The colored people of Georgia alone have acquired a property of $6,000,000. In North Carolina from twelve to fifteen newspapers are edited, owned and controlled by colored people.

If God has made the Negro a man, he requires of him all the work of a man. Then let Christian people do all they can to qualify him for that work. He quotes the words of the Secretary: “The true solution of the Negro problem is not to change his color or his place of residence, but to change his character.”

—Sec. Strieby: This Society is not handicapped for this work except by its firm and well-known attitude against caste, and any other Society equally faithful on that subject would soon be equally handicapped.

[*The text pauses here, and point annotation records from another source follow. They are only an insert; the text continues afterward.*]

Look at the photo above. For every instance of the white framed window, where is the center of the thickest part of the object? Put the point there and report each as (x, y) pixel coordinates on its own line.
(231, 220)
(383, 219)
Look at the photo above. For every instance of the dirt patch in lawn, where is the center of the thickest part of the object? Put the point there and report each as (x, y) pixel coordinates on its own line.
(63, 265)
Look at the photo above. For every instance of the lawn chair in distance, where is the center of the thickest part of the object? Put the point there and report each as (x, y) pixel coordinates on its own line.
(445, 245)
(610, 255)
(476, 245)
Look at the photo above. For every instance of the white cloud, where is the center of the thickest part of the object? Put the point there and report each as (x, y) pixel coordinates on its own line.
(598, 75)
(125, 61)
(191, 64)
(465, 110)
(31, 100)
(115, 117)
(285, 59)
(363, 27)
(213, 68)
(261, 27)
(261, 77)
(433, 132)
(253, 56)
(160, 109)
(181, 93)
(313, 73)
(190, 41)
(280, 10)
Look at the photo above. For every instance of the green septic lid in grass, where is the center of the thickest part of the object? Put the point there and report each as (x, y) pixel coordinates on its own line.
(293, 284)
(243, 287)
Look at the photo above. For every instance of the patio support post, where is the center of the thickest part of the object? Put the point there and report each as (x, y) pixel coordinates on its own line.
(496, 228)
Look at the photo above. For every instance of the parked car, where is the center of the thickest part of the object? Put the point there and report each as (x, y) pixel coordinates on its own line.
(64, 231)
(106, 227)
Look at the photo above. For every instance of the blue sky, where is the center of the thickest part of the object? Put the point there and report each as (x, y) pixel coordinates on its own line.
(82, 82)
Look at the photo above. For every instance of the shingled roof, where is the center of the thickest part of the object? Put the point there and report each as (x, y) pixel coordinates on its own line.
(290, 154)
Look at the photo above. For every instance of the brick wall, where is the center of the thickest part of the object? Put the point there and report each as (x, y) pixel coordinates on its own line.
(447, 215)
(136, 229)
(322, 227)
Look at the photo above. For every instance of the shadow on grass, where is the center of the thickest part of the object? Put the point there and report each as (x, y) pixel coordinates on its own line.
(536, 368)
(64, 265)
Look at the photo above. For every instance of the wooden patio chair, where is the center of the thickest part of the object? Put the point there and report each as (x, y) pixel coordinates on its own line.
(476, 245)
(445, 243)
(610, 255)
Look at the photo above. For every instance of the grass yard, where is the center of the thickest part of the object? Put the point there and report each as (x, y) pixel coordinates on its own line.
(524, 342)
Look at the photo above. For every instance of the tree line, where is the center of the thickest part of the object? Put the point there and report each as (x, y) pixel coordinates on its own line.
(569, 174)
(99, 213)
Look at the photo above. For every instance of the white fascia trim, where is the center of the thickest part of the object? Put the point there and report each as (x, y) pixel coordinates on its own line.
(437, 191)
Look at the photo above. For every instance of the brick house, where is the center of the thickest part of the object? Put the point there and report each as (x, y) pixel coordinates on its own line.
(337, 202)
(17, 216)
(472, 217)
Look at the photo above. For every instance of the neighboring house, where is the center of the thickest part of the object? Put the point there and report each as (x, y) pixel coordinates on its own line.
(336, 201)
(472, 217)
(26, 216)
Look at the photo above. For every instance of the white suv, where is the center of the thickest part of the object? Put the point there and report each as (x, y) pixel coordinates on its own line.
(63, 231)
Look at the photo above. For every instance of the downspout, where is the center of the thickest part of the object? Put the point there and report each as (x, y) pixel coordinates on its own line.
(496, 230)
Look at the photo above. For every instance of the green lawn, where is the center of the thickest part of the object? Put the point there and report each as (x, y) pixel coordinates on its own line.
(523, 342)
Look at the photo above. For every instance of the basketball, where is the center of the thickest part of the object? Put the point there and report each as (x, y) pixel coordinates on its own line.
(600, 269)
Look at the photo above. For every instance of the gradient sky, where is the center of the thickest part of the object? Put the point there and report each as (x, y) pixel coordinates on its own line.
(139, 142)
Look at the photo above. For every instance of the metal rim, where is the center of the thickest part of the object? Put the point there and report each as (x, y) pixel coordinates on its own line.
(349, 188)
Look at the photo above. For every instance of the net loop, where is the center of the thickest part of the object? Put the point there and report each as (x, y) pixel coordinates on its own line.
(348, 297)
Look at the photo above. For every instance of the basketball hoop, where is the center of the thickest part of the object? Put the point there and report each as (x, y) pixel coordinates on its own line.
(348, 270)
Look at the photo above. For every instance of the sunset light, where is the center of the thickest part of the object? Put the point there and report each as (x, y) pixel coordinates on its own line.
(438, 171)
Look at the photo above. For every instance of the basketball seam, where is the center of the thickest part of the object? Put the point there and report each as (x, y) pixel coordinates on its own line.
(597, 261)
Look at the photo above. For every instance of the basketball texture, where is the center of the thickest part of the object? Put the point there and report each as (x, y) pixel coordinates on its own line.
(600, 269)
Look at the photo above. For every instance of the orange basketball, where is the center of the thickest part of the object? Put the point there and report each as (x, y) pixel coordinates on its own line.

—Pres. Bartlett claimed to represent an institution that from the very first has rejected the color line; a century ago it was educating the Indians, a half a century the Negro shared its privileges. Speaking of the Negro’s unquestioned piety he said: “He sees hell impending, heaven before him and the chariot swings low.”

—Dr. Gladden: No man has a right to engage in the work of governing who does not know what just government is. I protest against that kind of government.

From 1870 to 1880 the colored voters at the South increased 30 per cent.; their illiteracy increased only 20 per cent. The whites at the South are gaining in intelligence but little, the blacks splendidly. Most of the gain South is due to the education of the Negro.

How do you account for this gain? Did you ever hear of Fisk and Berea and Atlanta? The census tables have heard of them if you have not.

Any society that is as really and thoroughly Christian as this one will meet the same objection as this one.

—Dr. Taylor: “Bring an offering and come unto my courts.” In Scotland, where I was brought up, the first act of worship was to lay a piece of money on the table.

Sometimes a man assigns a debt so that what is due him is paid to another. So the Lord Jesus has assigned the debt, and we are to pay a large part of what we owe to him to the poor and needy; to the benighted and degraded; to the Indian, the Negro and the heathen that need the light.

—Dr. Dennen: Speaking of denominational antipathies, he was reminded of the brass oxen under the brazen laver standing with their rumps toward each other and their eyes directed away to their own selfish interests.